Rep. Jim McDermott, left, may have to drain his campaign and defense funds to repay Rep. John A. Boehner after losing the wiretap case. (Ken Lambert - AP)

By Paul Kane
Washington Post Staff Writer
Wednesday, April 2, 2008; Page A04

A federal judge has ordered Rep. Jim McDermott (D-Wash.) to pay nearly $1.2 million to House Minority Leader John A. Boehner (R-Ohio), settling a legal dispute over McDermott's actions in leaking the contents of an intercepted 1996 conference call involving Boehner and other Republican leaders.

Chief Judge Thomas F. Hogan of the U.S. District Court for the District of Columbia, in a ruling issued Monday evening, ordered McDermott to pay legal fees, interest and fines accrued by Boehner over the last 10 years.
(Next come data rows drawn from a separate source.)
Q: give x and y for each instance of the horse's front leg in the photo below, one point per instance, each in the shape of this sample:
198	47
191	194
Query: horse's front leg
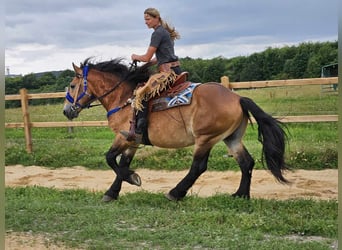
123	173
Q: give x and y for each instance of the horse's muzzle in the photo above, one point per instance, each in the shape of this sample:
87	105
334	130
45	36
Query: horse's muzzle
70	111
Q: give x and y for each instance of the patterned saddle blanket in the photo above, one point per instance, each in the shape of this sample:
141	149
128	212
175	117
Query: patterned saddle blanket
174	97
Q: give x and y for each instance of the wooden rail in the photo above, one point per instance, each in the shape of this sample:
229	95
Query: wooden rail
27	125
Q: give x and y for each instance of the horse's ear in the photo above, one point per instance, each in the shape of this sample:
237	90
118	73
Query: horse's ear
77	69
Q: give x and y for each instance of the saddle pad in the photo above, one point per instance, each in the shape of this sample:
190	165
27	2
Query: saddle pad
174	100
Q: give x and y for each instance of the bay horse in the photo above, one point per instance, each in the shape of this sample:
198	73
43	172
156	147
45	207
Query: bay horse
215	114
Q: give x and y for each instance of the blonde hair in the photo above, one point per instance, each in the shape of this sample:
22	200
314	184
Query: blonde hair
155	13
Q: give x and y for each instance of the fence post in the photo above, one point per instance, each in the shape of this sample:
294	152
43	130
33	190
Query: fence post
26	117
225	81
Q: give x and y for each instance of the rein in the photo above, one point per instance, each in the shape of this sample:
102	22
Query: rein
77	105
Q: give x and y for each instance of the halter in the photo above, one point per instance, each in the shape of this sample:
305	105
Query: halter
77	105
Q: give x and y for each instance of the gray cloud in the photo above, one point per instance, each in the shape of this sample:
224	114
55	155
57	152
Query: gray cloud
36	28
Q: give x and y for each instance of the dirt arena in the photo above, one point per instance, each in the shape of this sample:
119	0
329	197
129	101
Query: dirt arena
306	184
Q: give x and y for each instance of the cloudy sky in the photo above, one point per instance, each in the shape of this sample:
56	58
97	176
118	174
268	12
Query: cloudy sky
44	35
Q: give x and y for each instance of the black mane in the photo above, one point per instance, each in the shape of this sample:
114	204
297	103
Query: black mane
132	75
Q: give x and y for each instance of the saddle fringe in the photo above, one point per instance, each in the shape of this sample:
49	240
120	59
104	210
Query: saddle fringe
154	86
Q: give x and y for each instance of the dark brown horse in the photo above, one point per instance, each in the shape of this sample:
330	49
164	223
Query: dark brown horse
215	114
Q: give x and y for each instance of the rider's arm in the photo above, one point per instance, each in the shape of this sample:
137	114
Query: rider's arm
146	57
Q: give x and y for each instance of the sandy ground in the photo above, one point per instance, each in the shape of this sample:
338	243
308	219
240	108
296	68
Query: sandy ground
321	184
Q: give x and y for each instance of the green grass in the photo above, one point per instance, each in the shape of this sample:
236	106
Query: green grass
310	146
148	221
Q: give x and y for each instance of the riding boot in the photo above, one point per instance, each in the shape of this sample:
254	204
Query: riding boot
140	125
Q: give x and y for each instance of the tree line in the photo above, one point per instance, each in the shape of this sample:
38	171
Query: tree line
289	62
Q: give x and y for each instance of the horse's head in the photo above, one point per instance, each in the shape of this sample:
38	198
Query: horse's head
78	95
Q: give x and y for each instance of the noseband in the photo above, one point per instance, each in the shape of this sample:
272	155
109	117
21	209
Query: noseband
76	103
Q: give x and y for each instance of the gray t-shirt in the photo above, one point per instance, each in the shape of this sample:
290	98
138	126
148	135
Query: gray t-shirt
161	40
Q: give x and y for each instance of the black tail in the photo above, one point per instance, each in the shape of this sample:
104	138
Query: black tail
271	135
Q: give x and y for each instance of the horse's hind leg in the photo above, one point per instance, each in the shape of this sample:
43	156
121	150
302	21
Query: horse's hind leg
123	173
246	163
199	165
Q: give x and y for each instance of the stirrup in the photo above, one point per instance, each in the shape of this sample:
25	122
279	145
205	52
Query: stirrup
137	138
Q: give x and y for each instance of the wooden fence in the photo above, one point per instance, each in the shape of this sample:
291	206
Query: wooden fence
27	124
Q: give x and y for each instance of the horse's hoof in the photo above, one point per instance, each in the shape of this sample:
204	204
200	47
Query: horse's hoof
242	196
135	179
107	198
170	197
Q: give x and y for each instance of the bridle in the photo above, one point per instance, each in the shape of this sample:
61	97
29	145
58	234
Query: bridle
76	105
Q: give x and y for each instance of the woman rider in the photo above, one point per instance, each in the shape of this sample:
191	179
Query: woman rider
162	46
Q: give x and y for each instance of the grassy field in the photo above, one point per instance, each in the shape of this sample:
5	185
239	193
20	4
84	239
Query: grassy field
147	221
143	220
310	146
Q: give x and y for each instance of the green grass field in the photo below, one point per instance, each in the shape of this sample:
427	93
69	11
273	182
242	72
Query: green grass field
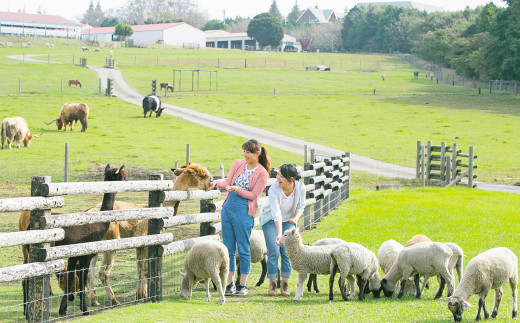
336	108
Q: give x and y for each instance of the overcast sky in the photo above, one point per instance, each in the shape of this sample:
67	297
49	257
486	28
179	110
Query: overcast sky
73	9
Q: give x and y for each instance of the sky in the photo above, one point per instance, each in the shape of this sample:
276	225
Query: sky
74	9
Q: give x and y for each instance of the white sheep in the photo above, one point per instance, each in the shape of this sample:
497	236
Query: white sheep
313	278
206	260
489	270
386	255
305	259
354	259
420	259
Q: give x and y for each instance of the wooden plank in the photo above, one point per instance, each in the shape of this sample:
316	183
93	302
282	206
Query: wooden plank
30	237
31	203
56	189
308	173
191	195
19	272
90	248
69	220
191	219
184	245
317	165
317	179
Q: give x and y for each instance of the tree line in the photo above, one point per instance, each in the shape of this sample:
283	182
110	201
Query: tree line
482	43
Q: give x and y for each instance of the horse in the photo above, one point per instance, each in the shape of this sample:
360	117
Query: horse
75	82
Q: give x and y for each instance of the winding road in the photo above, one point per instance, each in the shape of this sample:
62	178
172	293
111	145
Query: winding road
360	163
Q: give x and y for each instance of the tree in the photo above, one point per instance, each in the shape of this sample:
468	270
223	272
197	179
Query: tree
295	13
93	16
266	30
273	10
214	25
123	31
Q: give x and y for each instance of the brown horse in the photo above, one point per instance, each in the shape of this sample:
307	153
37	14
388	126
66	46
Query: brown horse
75	82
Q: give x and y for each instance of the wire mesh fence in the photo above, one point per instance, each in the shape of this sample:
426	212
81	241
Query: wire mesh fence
442	75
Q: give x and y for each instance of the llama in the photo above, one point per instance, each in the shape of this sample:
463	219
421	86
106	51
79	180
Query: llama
87	233
188	176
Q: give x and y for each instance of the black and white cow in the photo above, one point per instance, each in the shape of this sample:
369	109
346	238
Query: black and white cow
152	103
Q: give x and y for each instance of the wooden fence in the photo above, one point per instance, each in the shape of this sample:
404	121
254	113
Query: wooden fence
327	182
444	165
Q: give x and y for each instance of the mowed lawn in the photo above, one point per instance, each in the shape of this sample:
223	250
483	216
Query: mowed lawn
475	220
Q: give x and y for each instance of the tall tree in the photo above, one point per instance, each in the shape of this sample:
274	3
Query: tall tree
266	30
94	15
273	10
295	13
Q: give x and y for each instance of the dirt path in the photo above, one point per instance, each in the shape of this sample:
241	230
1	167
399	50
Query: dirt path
360	163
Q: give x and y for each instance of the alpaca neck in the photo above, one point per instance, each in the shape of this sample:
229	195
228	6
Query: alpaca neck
108	202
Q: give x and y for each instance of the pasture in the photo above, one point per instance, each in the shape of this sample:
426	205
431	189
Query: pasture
476	220
337	109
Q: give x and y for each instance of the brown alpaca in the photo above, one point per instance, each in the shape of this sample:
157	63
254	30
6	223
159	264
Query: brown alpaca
87	233
188	176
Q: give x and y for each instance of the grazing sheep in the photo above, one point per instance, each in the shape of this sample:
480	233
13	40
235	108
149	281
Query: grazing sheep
489	270
313	278
386	255
306	259
354	259
206	260
420	259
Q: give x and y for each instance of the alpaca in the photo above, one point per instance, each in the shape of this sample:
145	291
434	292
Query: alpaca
188	176
87	233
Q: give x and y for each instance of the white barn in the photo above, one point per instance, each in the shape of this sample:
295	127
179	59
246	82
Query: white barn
177	34
27	24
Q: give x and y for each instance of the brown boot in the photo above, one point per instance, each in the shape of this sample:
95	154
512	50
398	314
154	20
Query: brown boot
272	287
284	288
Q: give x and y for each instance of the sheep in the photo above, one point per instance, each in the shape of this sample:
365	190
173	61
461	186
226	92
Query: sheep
489	270
306	259
386	255
313	277
354	259
206	260
420	259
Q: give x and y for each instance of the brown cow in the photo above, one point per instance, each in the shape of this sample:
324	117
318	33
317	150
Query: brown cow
70	113
16	129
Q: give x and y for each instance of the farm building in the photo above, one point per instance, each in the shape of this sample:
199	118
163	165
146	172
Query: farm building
178	34
318	16
27	24
404	4
224	39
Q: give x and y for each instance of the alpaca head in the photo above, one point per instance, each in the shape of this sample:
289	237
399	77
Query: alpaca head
191	175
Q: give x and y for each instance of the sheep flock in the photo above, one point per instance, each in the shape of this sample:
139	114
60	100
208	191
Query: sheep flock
405	265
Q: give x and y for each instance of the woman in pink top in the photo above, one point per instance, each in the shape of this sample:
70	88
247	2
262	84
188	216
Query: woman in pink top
244	184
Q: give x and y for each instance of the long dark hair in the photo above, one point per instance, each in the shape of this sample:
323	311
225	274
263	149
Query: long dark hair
253	146
288	171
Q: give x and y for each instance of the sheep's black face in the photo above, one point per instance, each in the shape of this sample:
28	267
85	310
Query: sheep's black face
386	288
457	308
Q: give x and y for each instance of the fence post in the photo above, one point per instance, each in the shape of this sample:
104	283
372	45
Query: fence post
443	160
66	171
423	173
418	163
155	199
454	156
470	166
206	206
187	154
38	288
428	159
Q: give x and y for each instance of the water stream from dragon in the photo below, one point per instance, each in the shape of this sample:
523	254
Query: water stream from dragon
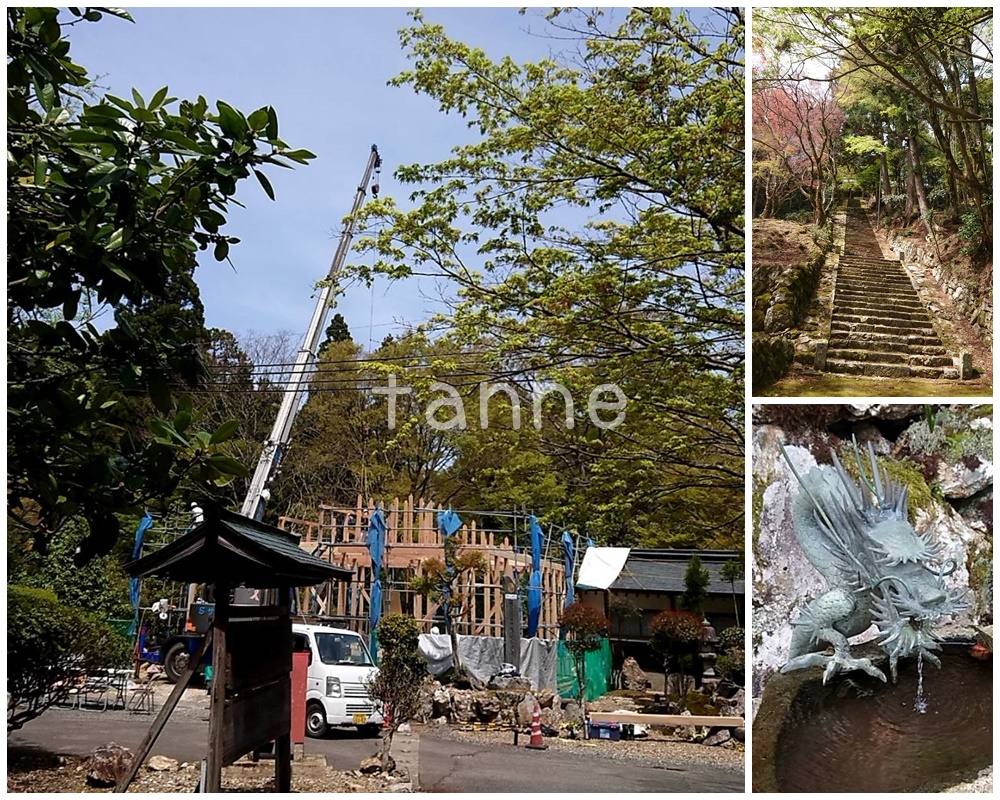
858	734
920	704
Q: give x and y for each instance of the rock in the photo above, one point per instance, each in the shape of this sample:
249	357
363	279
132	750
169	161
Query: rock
526	710
633	676
547	698
552	717
735	706
440	703
373	765
162	764
717	736
511	683
461	706
107	764
487	706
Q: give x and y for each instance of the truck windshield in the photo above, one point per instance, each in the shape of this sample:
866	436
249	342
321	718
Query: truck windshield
342	648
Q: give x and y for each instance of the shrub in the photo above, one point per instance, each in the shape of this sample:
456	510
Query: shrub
399	683
585	627
677	636
732	639
50	647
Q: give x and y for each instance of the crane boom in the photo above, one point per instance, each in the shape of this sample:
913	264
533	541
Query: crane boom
298	381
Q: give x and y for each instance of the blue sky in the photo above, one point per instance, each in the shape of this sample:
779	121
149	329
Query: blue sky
324	70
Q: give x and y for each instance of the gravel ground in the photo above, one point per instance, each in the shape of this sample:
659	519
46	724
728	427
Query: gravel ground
67	774
983	784
652	751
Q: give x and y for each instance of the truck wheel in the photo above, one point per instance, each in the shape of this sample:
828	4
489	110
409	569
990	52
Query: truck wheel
176	661
315	721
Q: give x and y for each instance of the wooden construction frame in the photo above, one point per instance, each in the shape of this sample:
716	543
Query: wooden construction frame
339	536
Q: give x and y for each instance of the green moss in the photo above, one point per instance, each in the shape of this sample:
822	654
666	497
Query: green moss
906	472
756	510
772	357
980	566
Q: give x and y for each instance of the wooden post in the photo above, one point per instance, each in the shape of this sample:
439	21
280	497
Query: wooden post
283	744
175	695
216	726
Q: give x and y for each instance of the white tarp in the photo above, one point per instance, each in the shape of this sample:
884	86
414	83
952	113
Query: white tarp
601	566
482	656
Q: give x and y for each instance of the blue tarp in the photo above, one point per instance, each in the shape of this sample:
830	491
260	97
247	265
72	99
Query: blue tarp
569	553
376	549
448	523
535	582
134	588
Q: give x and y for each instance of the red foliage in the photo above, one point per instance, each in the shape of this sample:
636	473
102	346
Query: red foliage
795	126
677	630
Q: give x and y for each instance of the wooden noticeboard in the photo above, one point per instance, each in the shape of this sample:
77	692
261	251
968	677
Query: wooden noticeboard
257	679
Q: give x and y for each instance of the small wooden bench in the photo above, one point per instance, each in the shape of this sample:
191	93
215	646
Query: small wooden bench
673	720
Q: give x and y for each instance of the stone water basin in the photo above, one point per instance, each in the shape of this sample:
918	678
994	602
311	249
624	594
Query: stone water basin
860	735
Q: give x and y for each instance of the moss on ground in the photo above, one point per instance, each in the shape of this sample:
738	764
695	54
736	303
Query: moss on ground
910	474
827	384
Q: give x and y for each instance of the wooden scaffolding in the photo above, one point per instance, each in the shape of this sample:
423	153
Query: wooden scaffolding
339	536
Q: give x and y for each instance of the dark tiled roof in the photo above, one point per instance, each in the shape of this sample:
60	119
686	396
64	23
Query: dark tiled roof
233	549
662	575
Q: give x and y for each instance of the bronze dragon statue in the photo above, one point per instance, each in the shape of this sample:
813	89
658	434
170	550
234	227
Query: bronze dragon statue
878	569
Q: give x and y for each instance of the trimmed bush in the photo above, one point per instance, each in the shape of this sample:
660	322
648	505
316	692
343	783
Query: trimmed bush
51	647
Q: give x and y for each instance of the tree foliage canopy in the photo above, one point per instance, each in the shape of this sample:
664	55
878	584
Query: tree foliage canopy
591	234
109	201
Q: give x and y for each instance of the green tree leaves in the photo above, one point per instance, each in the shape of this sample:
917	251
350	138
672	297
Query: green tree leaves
109	202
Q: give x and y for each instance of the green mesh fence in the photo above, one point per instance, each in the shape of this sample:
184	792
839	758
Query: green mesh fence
597	670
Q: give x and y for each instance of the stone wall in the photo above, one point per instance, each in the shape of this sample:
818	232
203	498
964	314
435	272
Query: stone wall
948	470
975	306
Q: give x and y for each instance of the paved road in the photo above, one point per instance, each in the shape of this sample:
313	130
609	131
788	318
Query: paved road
446	765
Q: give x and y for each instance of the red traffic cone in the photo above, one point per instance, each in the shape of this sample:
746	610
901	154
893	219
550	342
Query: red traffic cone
536	743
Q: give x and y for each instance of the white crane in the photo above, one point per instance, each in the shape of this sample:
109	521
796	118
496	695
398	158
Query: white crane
298	382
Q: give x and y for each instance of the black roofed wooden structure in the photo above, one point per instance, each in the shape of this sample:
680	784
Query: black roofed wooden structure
251	644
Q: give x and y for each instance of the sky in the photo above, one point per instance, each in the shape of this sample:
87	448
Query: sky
324	70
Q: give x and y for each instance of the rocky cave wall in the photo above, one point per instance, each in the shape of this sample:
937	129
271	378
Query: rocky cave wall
943	454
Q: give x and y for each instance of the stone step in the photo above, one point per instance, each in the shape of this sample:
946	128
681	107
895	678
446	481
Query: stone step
893	325
925	345
896	301
869	261
882	311
877	370
896	279
883	357
854	274
847	326
853	296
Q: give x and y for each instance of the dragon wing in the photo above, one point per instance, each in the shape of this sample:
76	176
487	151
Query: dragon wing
834	517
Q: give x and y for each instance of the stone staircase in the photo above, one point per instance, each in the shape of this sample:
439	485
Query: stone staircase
880	326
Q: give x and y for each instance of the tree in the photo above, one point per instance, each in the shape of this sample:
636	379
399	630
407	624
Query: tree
51	647
927	67
677	637
696	580
623	611
796	126
400	682
108	206
585	628
447	582
591	234
337	330
732	571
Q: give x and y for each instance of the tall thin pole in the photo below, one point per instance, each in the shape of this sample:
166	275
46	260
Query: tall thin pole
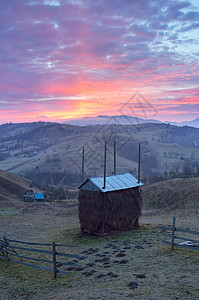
83	164
139	164
114	157
104	166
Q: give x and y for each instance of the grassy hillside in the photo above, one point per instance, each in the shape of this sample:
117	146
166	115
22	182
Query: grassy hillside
40	150
179	194
12	187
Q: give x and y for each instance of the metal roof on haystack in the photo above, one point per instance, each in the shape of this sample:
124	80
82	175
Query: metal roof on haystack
113	183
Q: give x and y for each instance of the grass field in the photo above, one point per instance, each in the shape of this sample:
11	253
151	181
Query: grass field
151	268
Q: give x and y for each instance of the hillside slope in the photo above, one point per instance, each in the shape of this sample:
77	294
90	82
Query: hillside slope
179	194
12	187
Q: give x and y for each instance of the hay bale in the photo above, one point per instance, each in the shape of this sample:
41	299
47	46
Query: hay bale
119	210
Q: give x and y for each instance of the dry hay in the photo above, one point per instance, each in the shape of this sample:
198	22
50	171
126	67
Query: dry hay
119	210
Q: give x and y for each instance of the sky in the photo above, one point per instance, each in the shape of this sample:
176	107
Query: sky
68	59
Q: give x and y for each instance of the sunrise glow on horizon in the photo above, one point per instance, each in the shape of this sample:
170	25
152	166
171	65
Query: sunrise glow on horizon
69	59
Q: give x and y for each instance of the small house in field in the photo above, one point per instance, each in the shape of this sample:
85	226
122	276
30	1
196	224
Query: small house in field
115	205
29	196
39	197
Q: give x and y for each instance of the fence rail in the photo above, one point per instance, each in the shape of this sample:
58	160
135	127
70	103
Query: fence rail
189	243
7	251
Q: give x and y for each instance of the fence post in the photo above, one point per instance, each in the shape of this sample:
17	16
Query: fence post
54	261
173	233
6	244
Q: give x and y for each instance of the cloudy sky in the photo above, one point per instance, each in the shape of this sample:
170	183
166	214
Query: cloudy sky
64	59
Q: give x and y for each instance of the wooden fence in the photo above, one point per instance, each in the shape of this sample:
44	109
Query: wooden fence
54	258
189	242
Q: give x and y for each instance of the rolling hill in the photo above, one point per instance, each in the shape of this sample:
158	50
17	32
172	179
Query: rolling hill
178	195
52	152
12	187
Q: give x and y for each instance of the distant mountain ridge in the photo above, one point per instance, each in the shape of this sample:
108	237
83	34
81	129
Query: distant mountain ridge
126	120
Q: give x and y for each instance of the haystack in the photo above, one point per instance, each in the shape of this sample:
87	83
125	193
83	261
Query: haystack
111	208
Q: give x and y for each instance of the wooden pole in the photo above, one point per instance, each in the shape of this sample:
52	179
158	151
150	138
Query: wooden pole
6	244
139	164
114	157
104	166
54	261
173	233
83	164
103	221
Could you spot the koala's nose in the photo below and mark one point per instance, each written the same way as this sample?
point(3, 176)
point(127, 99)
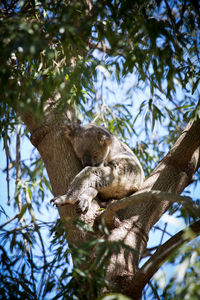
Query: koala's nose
point(86, 160)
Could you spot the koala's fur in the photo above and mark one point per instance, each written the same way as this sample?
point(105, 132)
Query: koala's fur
point(110, 168)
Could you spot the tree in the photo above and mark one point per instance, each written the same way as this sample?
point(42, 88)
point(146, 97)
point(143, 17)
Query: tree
point(54, 55)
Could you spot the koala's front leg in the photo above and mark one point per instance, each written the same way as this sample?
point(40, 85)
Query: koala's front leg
point(83, 188)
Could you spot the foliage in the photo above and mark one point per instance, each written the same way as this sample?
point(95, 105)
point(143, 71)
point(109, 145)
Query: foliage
point(123, 63)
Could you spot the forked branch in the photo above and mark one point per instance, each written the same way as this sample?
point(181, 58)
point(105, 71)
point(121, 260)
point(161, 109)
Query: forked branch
point(146, 272)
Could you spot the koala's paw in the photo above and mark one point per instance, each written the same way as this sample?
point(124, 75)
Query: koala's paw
point(59, 201)
point(83, 205)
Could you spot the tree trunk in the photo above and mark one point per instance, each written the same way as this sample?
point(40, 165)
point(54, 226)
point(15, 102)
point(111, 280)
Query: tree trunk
point(173, 174)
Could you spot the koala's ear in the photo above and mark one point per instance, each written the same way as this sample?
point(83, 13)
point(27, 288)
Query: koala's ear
point(105, 139)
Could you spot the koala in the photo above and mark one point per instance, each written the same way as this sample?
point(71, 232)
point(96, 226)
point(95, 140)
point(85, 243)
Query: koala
point(111, 169)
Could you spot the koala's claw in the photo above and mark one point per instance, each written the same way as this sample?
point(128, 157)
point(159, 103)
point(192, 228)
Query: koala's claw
point(82, 206)
point(58, 201)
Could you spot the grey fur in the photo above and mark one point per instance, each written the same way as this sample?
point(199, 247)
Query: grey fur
point(110, 168)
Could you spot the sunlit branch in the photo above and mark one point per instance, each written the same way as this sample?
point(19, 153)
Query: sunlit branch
point(141, 197)
point(146, 272)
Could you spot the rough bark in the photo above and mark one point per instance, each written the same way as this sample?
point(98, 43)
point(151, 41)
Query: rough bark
point(172, 174)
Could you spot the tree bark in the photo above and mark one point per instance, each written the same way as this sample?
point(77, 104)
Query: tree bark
point(173, 174)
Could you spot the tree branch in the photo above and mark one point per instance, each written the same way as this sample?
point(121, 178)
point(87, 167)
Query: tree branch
point(146, 272)
point(141, 197)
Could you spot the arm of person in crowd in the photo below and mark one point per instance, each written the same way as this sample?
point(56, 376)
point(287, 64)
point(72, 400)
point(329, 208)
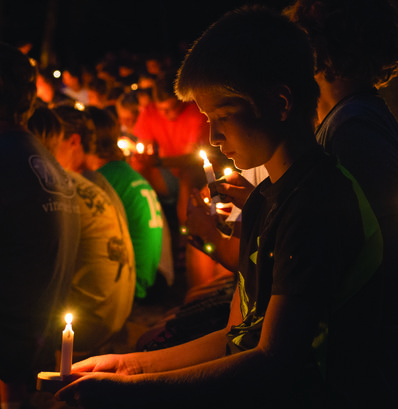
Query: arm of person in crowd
point(234, 188)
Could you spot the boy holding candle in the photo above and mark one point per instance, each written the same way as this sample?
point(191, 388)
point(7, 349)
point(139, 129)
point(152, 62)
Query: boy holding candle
point(310, 246)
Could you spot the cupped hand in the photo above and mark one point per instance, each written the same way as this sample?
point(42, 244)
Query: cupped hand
point(105, 363)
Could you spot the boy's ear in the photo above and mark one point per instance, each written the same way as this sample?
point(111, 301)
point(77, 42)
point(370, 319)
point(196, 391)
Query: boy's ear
point(283, 97)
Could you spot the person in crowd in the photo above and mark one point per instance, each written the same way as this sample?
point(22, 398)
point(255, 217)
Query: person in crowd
point(356, 51)
point(49, 89)
point(178, 129)
point(73, 84)
point(97, 93)
point(40, 232)
point(304, 314)
point(127, 110)
point(103, 285)
point(143, 210)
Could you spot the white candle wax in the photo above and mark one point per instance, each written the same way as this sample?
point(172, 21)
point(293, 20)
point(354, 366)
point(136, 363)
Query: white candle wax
point(210, 177)
point(67, 347)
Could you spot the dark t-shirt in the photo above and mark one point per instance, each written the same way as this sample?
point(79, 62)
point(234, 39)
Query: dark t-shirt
point(362, 132)
point(312, 234)
point(40, 228)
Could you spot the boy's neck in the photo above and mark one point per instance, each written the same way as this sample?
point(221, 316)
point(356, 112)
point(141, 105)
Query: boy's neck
point(333, 92)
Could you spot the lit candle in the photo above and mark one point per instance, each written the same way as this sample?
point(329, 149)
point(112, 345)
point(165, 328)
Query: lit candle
point(67, 347)
point(211, 177)
point(140, 147)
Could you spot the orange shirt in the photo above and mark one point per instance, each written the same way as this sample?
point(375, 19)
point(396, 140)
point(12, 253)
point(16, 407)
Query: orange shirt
point(177, 137)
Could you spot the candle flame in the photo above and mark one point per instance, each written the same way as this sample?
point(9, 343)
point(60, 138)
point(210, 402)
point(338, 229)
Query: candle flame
point(140, 147)
point(203, 155)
McDermott may pay the penalty with campaign funds and money from a defense fund he created in 2000. It will go to Boehner's campaign committee, which paid his legal bills throughout the case.

Hogan had already levied a $60,000 civil fine against McDermott in 2004 for violating federal wiretapping statutes by receiving the intercepted audiotape of the conference call and releasing its contents to several members of the media. McDermott appealed the ruling to the Supreme Court, which last year refused to hear the case.

McDermott said he exercised his First Amendment rights to disclose the contents of the call because Boehner was discussing with other Republican leaders how to handle an ethics committee reprimand of former representative Newt Gingrich (R-Ga.), who was speaker at the time. Boehner was speaking on a cellphone in Florida, where his conversation was illegally recorded by a couple who heard it on a radio scanner.

McDermott will be hard-pressed to pay the penalty quickly. At the end of 2007, his campaign had $612,000 in cash, according to the Federal Election Commission. The total penalty is roughly equal to the total he raised in the previous three years.

McDermott's lawyers have also drained his defense fund and campaign of $573,000 through the end of 2007, according to records.